Two of the problems with using lots of TCP connections that I'm aware of:

  1. As already said, there's an incentive to use more connections
     than other people to get more bandwidth than other people.  As
     well as being unfair, it leads to a tragedy of the commons where the
     network performs poorly for everyone because everyone is trying to
     compete.

     That's more or less why TCP slow-start was invented.  Congestion
     collapse as a result of everyone having an incentive to
     retransmit their TCP packets too often because they outperformed
     other people.  With slow-start, they cooperate better.
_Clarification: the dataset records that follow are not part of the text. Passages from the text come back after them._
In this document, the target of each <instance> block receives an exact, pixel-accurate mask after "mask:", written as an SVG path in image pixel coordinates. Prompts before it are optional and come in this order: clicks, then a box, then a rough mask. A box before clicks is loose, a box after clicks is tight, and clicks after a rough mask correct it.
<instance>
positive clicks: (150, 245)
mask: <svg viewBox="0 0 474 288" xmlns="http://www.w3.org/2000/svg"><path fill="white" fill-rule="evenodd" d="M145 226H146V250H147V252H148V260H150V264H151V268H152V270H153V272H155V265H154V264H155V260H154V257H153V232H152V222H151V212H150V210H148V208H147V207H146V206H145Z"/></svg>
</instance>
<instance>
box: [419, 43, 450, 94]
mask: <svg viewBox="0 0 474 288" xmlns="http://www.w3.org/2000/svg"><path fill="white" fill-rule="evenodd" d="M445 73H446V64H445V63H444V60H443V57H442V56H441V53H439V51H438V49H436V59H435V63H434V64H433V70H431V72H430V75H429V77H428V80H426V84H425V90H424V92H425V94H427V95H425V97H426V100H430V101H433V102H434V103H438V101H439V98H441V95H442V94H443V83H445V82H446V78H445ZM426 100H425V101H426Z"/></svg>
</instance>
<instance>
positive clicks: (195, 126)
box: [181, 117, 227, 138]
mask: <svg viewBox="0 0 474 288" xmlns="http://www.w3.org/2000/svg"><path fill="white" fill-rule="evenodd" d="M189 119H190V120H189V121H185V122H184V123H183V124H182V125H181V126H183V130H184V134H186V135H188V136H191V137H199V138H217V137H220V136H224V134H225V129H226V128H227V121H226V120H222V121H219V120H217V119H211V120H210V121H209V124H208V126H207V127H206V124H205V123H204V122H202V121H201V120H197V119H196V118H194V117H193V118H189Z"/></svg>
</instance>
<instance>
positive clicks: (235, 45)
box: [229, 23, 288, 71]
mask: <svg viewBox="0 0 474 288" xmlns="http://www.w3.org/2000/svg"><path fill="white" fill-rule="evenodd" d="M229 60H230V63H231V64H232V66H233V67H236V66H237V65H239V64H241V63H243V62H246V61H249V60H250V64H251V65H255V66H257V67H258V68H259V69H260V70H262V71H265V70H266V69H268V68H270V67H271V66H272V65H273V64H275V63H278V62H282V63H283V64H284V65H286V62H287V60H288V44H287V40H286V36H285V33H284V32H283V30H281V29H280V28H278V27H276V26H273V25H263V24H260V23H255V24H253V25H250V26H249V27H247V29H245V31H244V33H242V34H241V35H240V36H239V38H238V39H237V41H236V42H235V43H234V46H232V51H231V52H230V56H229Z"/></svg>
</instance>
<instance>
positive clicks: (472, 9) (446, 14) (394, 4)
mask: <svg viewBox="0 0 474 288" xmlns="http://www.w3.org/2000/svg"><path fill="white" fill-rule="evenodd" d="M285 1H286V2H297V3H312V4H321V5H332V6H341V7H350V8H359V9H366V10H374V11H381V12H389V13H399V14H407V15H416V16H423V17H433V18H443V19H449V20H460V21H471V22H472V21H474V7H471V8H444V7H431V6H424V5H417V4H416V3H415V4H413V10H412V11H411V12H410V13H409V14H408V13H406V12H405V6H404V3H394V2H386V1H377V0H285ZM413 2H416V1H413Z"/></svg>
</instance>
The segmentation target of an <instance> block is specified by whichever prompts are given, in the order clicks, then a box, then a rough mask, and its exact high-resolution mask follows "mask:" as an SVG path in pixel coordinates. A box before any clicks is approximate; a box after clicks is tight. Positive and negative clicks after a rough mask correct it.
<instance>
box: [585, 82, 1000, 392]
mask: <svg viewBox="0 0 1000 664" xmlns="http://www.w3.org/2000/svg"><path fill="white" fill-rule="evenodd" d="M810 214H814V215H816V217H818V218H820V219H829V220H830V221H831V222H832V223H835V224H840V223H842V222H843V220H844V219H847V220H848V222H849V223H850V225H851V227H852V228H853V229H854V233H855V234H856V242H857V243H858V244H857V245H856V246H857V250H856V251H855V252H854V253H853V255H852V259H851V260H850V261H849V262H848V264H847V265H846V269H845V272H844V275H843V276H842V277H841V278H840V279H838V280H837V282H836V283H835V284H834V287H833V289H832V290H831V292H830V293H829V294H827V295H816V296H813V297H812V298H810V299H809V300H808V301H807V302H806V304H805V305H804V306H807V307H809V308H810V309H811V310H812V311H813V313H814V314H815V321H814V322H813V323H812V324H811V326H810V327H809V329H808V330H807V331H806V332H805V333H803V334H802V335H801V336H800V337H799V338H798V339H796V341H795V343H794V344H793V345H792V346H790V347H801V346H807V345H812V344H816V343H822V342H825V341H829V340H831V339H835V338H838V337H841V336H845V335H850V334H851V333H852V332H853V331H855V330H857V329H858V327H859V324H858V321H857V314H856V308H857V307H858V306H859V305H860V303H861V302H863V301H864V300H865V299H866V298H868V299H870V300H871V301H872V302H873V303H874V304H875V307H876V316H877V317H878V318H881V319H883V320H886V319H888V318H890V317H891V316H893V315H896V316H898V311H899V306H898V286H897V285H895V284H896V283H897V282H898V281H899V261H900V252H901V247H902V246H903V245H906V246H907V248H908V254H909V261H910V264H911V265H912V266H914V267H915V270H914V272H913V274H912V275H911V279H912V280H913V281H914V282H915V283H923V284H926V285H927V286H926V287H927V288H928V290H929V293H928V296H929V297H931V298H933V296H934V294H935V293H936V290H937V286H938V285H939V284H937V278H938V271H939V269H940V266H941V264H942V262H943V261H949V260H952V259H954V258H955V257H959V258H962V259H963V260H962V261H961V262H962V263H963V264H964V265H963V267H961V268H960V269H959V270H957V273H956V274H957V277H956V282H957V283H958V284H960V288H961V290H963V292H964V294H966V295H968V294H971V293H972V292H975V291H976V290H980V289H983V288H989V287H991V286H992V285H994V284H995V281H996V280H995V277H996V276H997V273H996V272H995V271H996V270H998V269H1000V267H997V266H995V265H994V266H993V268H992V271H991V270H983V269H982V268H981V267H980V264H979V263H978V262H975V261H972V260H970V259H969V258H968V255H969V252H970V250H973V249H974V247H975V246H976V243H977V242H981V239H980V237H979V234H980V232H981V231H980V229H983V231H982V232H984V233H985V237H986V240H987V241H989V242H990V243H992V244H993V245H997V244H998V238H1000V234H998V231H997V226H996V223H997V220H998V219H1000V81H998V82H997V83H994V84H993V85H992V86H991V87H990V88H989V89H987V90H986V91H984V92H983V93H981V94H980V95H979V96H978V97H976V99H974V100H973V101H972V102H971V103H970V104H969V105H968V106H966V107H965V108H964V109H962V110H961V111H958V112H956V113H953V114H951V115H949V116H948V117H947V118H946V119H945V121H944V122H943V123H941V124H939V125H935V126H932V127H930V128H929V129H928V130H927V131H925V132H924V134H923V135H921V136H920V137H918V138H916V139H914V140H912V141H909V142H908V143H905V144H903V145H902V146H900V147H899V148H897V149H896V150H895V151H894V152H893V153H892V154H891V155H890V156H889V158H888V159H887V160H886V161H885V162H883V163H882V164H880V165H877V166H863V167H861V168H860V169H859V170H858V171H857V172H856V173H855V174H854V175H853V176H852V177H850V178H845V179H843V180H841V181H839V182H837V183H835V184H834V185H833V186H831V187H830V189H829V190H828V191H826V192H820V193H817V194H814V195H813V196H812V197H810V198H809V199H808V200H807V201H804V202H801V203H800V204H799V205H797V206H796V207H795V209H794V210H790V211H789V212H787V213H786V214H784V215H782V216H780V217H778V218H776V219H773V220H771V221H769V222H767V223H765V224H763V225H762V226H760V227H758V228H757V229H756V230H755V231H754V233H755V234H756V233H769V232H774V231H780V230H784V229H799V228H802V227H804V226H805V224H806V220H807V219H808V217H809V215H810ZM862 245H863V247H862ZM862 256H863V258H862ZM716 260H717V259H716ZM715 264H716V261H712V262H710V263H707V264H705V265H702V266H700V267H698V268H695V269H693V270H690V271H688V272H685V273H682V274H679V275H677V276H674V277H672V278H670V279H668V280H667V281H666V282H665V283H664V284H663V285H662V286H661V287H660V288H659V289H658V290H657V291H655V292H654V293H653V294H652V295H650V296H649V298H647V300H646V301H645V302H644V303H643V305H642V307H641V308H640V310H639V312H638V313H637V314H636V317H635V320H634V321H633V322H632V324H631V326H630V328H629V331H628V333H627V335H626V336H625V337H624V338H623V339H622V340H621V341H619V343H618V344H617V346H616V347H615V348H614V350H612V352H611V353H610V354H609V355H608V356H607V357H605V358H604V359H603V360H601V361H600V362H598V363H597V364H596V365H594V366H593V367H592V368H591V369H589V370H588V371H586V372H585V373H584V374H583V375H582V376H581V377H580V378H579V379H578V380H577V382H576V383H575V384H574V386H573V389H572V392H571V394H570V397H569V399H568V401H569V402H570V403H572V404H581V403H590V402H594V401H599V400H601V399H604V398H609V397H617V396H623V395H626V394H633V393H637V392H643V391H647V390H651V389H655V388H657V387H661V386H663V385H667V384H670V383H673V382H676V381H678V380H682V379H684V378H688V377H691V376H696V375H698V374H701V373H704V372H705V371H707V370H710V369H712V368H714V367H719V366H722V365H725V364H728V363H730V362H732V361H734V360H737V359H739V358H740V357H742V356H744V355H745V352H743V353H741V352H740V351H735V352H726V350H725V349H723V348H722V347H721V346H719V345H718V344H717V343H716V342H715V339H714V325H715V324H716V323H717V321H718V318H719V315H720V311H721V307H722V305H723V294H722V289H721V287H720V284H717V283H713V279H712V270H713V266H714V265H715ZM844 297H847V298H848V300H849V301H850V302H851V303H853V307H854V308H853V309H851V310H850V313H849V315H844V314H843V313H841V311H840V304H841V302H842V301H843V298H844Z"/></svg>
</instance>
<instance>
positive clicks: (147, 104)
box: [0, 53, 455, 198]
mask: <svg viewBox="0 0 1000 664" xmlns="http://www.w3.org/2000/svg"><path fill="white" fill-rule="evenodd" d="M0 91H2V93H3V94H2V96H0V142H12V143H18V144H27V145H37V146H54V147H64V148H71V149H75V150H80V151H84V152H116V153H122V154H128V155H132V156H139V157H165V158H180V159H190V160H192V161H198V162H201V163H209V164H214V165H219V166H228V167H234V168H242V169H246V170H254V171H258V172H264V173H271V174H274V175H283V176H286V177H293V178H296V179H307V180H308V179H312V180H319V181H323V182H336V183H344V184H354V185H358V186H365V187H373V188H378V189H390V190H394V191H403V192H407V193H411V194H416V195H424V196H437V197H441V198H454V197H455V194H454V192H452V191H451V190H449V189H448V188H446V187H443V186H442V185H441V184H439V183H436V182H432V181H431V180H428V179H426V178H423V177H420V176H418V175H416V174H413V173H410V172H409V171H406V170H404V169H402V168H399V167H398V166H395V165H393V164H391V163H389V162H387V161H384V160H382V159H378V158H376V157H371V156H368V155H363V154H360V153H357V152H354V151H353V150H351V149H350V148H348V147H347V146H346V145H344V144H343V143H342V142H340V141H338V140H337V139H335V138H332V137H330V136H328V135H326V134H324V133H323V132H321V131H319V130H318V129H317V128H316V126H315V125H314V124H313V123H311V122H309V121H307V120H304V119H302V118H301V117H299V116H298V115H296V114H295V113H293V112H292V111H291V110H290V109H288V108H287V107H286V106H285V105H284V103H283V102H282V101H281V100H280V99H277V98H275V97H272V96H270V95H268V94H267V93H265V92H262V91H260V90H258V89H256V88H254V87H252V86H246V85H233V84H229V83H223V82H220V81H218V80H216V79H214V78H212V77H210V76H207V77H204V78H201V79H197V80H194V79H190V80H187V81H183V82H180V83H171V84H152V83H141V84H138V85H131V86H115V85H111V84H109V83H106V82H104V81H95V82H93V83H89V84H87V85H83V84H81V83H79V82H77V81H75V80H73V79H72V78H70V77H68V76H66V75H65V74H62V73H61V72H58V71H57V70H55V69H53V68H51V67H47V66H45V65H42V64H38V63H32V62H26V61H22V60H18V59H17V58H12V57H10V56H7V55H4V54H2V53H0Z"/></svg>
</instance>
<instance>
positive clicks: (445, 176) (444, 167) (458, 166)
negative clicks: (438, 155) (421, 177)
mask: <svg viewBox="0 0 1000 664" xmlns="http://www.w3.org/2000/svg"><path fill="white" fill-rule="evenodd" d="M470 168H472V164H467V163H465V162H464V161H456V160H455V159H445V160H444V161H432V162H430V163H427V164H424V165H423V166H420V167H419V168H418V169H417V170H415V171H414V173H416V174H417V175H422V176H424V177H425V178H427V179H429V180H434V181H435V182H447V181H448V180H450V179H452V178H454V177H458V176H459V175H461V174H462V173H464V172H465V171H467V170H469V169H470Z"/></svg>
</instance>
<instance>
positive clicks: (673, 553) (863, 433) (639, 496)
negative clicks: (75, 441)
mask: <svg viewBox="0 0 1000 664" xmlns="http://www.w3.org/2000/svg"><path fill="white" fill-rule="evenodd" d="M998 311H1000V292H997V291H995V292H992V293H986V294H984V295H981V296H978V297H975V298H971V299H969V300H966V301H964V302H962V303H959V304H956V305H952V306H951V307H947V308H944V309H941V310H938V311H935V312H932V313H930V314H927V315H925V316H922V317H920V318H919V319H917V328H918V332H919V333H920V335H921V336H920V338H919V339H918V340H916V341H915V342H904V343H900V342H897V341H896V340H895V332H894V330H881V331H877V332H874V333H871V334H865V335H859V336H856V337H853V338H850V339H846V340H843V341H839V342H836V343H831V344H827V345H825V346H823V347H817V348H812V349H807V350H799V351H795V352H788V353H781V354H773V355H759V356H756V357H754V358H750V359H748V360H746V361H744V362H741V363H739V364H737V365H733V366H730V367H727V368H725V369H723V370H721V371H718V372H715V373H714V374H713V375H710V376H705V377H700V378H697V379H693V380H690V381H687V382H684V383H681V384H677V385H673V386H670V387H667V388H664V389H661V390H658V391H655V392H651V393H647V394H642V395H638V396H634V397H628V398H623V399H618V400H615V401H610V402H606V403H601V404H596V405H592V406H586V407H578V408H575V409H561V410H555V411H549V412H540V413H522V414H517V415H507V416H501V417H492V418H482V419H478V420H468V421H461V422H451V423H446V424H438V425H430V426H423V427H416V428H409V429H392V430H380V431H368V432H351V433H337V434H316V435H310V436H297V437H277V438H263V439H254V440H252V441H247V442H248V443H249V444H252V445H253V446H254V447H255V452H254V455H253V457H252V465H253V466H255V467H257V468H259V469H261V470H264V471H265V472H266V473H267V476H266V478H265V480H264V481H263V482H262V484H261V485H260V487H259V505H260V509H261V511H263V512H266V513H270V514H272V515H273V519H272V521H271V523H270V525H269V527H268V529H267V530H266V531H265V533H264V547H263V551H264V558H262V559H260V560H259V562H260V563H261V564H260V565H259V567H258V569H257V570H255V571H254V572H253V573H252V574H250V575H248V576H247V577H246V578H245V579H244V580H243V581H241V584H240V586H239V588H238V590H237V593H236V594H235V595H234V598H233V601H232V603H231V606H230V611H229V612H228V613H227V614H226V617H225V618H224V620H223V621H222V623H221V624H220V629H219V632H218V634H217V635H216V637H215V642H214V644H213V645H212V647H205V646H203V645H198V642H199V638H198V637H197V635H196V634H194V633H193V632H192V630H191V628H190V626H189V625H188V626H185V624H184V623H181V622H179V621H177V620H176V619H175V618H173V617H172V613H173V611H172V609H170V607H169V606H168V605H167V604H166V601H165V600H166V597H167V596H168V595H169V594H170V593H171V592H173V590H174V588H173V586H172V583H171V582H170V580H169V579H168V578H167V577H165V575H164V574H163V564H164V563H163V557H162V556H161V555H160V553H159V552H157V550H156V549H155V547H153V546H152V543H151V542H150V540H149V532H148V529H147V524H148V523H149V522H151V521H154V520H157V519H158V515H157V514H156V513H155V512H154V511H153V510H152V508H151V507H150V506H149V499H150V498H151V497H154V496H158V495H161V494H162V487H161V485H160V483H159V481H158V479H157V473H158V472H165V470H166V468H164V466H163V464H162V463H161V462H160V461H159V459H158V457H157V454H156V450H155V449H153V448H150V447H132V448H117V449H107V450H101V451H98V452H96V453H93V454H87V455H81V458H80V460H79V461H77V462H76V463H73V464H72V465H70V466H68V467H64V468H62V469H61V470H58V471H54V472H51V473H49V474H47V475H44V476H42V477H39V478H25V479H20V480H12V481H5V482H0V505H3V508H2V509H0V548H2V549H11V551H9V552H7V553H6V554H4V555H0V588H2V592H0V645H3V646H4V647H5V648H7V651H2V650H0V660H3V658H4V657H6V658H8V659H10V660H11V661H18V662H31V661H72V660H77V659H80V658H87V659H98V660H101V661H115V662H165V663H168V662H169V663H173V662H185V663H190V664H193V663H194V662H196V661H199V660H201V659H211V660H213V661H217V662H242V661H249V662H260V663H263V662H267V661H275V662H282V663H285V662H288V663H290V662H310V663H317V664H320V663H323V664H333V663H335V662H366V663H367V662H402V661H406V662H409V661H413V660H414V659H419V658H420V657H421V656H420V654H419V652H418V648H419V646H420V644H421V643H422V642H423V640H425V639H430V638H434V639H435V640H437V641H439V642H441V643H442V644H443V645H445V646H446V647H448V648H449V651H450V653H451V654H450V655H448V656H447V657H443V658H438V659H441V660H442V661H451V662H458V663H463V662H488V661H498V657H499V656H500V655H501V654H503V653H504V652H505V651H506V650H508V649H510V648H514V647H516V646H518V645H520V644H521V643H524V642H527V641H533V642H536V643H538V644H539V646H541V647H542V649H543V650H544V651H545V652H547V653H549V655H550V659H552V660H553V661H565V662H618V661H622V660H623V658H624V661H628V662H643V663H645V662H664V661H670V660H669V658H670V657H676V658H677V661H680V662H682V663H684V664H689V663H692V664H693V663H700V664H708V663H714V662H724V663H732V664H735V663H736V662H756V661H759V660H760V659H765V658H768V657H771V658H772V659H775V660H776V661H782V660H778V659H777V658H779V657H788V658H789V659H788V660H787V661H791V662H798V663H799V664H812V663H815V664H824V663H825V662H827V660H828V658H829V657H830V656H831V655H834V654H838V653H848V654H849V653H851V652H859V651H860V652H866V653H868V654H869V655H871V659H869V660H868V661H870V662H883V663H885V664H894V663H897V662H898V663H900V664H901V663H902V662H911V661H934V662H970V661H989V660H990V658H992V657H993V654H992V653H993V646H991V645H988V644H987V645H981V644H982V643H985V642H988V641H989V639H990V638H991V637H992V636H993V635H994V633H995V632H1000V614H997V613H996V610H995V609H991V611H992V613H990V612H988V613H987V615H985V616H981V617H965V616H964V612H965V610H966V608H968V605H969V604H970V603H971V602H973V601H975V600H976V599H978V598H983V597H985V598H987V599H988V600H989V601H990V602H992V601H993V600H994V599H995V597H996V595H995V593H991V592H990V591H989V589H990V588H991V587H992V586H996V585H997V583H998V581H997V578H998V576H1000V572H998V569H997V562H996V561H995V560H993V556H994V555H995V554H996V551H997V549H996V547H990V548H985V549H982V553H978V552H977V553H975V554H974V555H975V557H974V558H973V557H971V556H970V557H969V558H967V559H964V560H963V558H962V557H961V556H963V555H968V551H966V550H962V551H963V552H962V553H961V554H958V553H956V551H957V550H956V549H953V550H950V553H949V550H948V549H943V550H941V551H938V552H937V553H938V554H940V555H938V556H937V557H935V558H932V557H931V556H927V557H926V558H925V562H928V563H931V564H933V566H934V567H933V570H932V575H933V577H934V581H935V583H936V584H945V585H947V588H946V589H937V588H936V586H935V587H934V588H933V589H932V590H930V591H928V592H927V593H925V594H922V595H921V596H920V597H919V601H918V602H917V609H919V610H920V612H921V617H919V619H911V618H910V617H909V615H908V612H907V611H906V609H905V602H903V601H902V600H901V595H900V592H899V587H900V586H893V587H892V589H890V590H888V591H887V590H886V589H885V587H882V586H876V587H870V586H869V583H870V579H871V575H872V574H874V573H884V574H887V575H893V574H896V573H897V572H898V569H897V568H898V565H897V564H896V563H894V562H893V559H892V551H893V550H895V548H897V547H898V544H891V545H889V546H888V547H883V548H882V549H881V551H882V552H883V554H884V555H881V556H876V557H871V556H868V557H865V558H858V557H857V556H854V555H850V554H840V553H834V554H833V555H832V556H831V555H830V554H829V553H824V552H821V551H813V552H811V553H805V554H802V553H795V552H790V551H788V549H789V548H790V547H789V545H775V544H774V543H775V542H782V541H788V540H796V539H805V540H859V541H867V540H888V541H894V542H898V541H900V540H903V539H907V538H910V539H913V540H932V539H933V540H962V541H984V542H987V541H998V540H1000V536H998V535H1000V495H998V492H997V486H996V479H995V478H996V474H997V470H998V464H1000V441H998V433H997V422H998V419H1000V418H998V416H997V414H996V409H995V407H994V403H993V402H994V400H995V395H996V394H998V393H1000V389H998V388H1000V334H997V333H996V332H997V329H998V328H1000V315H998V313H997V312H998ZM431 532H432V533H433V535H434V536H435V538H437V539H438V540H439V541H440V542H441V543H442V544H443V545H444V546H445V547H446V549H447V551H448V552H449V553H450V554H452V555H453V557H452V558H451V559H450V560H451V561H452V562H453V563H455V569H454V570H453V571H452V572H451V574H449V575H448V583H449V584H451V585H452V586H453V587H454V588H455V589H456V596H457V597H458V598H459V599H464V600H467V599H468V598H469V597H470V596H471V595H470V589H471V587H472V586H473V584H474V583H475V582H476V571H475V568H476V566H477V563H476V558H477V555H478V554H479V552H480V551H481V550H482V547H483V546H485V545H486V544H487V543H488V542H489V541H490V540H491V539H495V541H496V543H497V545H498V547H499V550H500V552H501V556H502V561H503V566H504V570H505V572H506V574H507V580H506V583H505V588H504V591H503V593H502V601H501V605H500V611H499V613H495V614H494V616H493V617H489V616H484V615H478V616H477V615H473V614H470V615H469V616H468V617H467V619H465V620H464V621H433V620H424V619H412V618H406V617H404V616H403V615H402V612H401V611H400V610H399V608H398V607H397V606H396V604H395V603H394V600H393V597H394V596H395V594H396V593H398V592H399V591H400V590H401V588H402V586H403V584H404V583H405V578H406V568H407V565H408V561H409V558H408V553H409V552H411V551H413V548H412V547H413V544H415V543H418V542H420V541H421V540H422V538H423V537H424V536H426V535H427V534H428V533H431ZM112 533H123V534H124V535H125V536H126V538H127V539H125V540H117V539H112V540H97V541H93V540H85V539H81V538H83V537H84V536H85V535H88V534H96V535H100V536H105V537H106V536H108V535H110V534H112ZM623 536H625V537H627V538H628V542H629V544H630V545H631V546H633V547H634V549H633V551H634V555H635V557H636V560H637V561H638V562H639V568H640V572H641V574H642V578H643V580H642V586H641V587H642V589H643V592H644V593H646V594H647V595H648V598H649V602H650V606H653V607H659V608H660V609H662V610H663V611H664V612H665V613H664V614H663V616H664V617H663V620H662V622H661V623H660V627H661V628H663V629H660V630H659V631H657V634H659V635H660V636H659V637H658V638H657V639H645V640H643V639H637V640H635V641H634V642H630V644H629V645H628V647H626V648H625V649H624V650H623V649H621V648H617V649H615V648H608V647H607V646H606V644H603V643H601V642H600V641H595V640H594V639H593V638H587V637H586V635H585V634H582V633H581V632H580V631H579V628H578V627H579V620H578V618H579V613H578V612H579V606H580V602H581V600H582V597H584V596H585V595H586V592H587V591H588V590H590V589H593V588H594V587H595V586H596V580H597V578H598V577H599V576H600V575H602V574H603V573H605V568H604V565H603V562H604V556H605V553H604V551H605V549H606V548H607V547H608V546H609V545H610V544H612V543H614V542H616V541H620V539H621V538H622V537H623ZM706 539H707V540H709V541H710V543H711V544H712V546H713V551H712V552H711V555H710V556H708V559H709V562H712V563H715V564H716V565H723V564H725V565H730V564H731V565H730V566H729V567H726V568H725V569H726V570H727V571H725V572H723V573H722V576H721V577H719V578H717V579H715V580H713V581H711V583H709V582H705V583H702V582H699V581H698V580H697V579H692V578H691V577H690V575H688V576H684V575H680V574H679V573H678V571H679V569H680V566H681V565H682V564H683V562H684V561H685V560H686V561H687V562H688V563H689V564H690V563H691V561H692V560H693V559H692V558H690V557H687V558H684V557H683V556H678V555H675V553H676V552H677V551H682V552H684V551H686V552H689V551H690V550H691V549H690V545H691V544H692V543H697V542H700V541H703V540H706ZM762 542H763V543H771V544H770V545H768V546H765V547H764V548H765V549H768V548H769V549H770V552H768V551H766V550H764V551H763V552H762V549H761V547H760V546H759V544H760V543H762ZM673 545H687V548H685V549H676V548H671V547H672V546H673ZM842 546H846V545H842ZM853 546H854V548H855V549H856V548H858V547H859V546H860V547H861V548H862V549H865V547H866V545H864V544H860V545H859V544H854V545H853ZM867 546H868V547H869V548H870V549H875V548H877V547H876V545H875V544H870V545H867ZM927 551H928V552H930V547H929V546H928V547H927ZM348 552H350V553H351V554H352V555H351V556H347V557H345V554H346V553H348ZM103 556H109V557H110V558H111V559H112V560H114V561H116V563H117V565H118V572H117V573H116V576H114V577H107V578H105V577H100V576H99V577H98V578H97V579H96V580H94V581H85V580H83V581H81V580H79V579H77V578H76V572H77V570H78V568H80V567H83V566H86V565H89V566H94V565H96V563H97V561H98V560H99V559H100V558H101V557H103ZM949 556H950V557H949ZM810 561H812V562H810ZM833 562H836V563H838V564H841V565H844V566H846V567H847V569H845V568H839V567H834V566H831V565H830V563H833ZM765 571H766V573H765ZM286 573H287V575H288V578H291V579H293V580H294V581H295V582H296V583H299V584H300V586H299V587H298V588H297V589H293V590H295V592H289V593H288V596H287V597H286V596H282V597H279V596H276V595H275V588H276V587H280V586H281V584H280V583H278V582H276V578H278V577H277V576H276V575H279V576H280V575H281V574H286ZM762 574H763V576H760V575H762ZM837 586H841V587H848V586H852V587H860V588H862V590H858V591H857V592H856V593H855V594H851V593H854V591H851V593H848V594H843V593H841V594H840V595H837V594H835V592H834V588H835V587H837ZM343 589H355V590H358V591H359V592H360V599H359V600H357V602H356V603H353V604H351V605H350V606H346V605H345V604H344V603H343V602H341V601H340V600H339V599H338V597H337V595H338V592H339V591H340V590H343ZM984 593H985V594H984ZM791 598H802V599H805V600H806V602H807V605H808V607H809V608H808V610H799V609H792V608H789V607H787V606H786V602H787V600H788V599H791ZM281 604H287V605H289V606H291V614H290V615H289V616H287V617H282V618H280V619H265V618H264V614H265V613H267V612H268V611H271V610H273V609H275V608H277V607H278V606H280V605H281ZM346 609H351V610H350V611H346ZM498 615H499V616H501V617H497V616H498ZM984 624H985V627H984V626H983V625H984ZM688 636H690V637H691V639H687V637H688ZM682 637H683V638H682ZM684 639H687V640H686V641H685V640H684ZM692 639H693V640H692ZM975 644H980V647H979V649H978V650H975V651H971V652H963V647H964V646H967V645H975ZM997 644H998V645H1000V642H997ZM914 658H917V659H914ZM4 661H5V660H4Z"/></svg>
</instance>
  2. With lots of connections, you don't get any more throughput over
     a link which is all your own.  But you do get slightly worse
     throughput and worse average delays from the interference between
     each connection.  The delays are the main reason not to do it
     over your personal dedicated link, and why HTTP-over-SCTP (and
     it's poor approximations, pipelining/multiplxing over TCP) would
     tend to be better than lots of connections.

Finally, a reason to avoid _lots_ of connections is the same reason why
we have the TCP slow-start algorithm:

  3. Congestion collapse.  Same reason you don't let applications
     "force" TCP to retry packets at high speed.

> Also, download managers 
> generally do multiple simultaneous range requests.  The more parts you 
> request, the more request/response overhead reduces your throughput, so 
> there's an incentive not to go over the top there as well.

Roughly speaking, people use download managers which open lots of
connections to get higher throughput with large files.

The fact that works at all is an indication that something, somewhere
is broken.  Under normal circumstances, a single TCP connection will
attain close to the maximum throughput for a route.  Needing multiple
connections to download a single file is a sign that you're working
around artificial limits, such as policy limits or broken link bonding.

For small things (text-only web pages! :-) where response time is more
important than throughput, lots of connections has the opposite
effect.

But with web pages referencing lots of resources, because of the way
HTTP does not overlap things, some more connections improves total
response time.  It still makes the response time for the main HTML
page longer though!  (But you don't see that).